Pakistan’s educational discussions surrounding the Single National Curriculum (SNC) extend far beyond simple textbook debates. The fundamental issue centers on equity: can students in public schools achieve educational outcomes comparable to those of students at well-funded private institutions?
This question grows increasingly critical as Pakistan’s educational challenges have evolved into a broader national development emergency. The most recent UNDP Human Development Report (published May 6, 2025) categorizes Pakistan within the “low human development” bracket, showing an HDI score of 0.544 and ranking 168th among 193 nations. Put simply, today’s poor educational achievements are creating tomorrow’s reduced productivity, limited job prospects, and lower earnings.
SNC advocates believe that establishing shared minimum standards can help bridge inequality gaps by ensuring students across different schools pursue comparable learning objectives. However, skeptics highlight concerns about inconsistent implementation abilities, insufficient teaching staff, and the danger that standardization might overlook Pakistan’s rich diversity.
Nevertheless, even those who oppose the current approach recognize an undeniable truth: Pakistan requires improved educational results on a large scale. This has prompted discussions to evolve from “what the syllabus contains” to “how education gets delivered and evaluated.”
Artificial intelligence won’t substitute human educators. However, it can assist Pakistan in achieving SNC goals more efficiently through customized learning experiences, educator assistance, and early detection of educational challenges.
The government’s Indus AI initiative and Indus AI Week 2026 (February 9–15, 2026) communicate clearly: Pakistan aims to structure its AI development around capabilities, implementation, and governance.
However, national initiatives must demonstrate success where it matters most: in actual learning environments. For Indus AI to establish trust, it must produce observable educational achievements, deploy teacher resources, measure foundational learning experiments, and establish sustainable provincial partnerships.
Without this, Pakistan risks repeating familiar patterns: events and declarations without consistent follow-through.
Pakistan’s entrepreneurial environment has historically faced challenges with early investment capital and growth opportunities.

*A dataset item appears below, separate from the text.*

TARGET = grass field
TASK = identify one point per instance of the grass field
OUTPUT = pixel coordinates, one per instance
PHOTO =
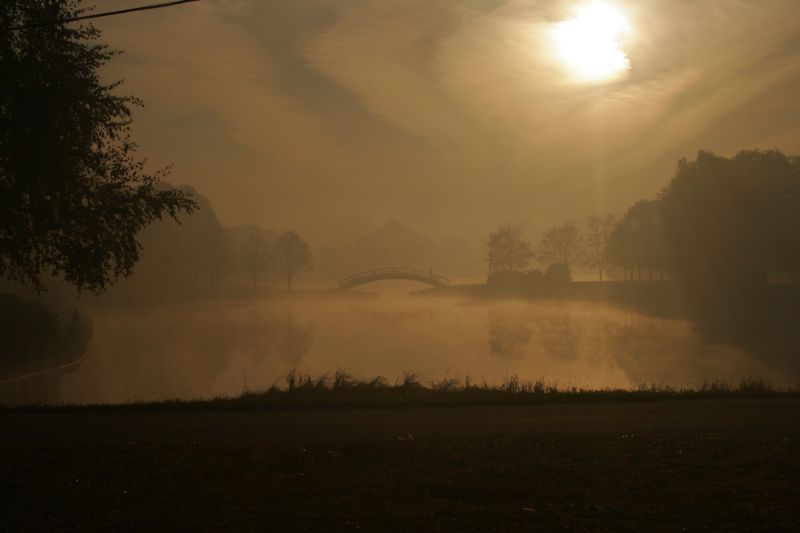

Government programs like the Pakistan Startup Fund demonstrate commitment to improving financing and attracting additional investment.

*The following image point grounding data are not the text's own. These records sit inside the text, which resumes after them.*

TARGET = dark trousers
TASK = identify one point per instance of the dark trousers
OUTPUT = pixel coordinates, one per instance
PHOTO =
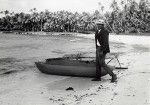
(100, 63)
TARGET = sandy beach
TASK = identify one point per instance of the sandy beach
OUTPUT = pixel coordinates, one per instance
(22, 84)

Policy developments also suggest strengthening venture capital support systems connected to innovation and financial technology.

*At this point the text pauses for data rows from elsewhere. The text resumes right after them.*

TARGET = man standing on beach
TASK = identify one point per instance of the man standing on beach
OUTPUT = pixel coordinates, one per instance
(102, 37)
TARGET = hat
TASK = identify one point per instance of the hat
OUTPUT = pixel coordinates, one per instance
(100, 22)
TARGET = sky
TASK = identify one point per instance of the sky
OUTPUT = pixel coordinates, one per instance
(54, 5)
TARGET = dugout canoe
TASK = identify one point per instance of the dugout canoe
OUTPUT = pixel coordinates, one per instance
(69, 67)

Yet funding alone won’t solve educational technology adoption challenges. The missing element is market demand: provinces must establish clear learning objectives, create transparent testing procedures for pilot programs, and assess solutions based on results rather than promotional materials.
When government becomes a reliable purchaser of educational outcomes, private investment naturally follows.
Educational AI cannot succeed on enthusiasm alone. It requires regulations and trust.
Pakistan needs established standards that define what “SNC-aligned” means for content, evaluation, and quality control. It requires evidence-based purchasing, so pilot programs expand only when learning improvements are documented. It needs comprehensive child data security, since educational information is sensitive and must never serve commercial targeting purposes.
Most importantly, Pakistan must prioritize educator training. The most effective AI approach puts teachers first: train educators, provide them with tools, and recognize improvements in student learning.

Dr. Shahbaz Tariq is Head of Research at Freedom Gate Prosperity (Islamabad). With 15+ years’ experience across NGOs, a diplomatic mission, and academia, he holds a PhD in Finance and specialises in governance, accountability, donor compliance, and evidence-based policy research.